戦場にあっては無類の強さを誇った父が倒れようとしている。

戦においてであれば、まだ納得ができたかもしれない。

しかし、暗殺者の凶刃によってとは……。

「ははっ、目がかすんできやがったぜ……」

リュウコウの乾いた笑いが、さざ波に消される。

油断があったのは事実である。

護衛もつけずに、たった二人で五安にほど近い海辺へと行ったのだから。

だが、それがまさか……。

「どうやら俺もそう長くは持たんようだ。だからよく聞け、リンシア」

おそらく暗殺者は、帝室の放った者であろう。

権力を維持するには、二つの方法がある。

一つは、絶対的な力で他を圧倒すること。つまりは力による支配であるが、この頃の帝室には、その力が失われつつあった。

となると、もう一つの方法が採られる。

それは、権威による支配。つまり、ある二者を争わせ、それを仲介することで自らの存在価値を高める支配の方法である。自身より力を持った存在を生み出さないために、もし力を付けそうな存在がいれば、対立の火種を蒔き二者を争わせ、その力を弱めたところで仲介する。

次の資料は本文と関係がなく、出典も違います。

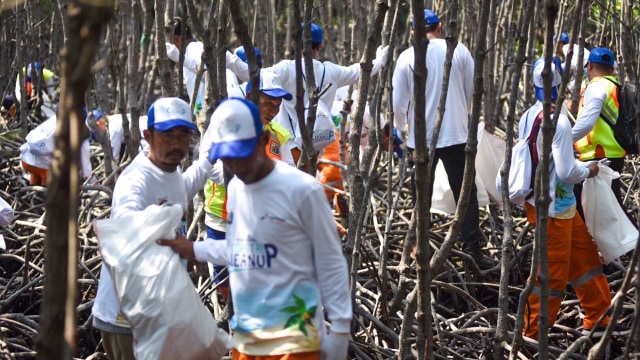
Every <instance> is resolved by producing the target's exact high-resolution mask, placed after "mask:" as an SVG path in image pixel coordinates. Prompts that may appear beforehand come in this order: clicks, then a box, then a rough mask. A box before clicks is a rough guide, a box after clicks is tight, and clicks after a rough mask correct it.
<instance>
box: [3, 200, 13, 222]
mask: <svg viewBox="0 0 640 360" xmlns="http://www.w3.org/2000/svg"><path fill="white" fill-rule="evenodd" d="M12 221H13V209H12V208H11V205H9V203H7V202H6V201H4V199H3V198H1V197H0V226H7V225H9V224H11V222H12Z"/></svg>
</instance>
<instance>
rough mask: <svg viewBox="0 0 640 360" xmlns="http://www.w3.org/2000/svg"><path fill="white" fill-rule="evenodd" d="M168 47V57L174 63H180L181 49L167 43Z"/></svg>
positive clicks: (170, 44)
mask: <svg viewBox="0 0 640 360" xmlns="http://www.w3.org/2000/svg"><path fill="white" fill-rule="evenodd" d="M165 46H166V47H167V57H168V58H169V59H171V61H173V62H178V61H180V49H178V48H177V47H176V46H175V45H173V44H171V43H165Z"/></svg>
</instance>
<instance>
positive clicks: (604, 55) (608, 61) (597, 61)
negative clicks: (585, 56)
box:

まさに自作自演劇とも言える方法であるが、間違いなく他の力を弱めつつ、自身の存在意義を増幅できる方法でもあった。

これがこの当時帝室が行っていた支配のやり方である。

ゆえに、“五安の列缺”と呼ばれ、天下にその名を知らしめつつあったリュウコウが狙われたのであろう。それも後継者を未だ定めていないこの時期に。

「父上ぇ……父上ぇ……」

リンシアは、徐々に息の細くなりつつある父の身体にしがみついた。

ああ、何と立派な体躯であろう。この体躯に支えられ、今の五安がある。今のリンシアがある。

それが今や土に還ろうとしているのだ。

リンシアの瞳からはとめどなく涙があふれる。

しかし。

「聞け、リンシア!」

儚くなろうとするには、あまりに大きなリュウコウの一喝。

ハッとしたリンシアは、父の目を見る。

そこには消える寸前の炎のように、最期の輝きがあった。

「いいかリンシア。こんなやり方を続けるようじゃ、この国も長くはねぇ。疑心が疑心を生み、あとは坂を転がり落ちるだけよ。俺はそんな国を変えようと思った。変えるだけの力が欲しかった。だがどうやらここまでらしい……」

そこまで一気に言うと、リュウコウはリンシアの手を引き寄せ、力強く握りしめた。

「全員とは言わねぇ。だが、できるだけ多くが笑って暮らせる世……を……」

一人の男が永遠の眠りについた瞬間である。

それは“列缺”と呼ばれた男にしては、あまりに静かな最期であった。



リンシアは父の手の感触が未だに残る自身の手を握り締める。

すでに日は落ちていた。

最早完全に暗闇となった室内で、リンシアは一人つぶやく。

「……父上……私は……」

あの日、父を殺した暗殺者を取り逃がした。

仇を討つことすらできなかった無力感。

あまりにも無力すぎる自分に、父の跡を継ぐことができるのだろうか。

あの強く優しかった父の跡を……。

「……私には……」

先ほどやってきたロホウにも言われた。

しかし、あまりにも父の姿は、そして父から託された思いは、今のリンシアには巨大すぎた。

だからせめてと、蜘蛛の糸を手放し、父から託された火だけは消すまいとしたのだが。

「……勝手だな…私は」

そう言うと、リンシアは静かに目を閉じた。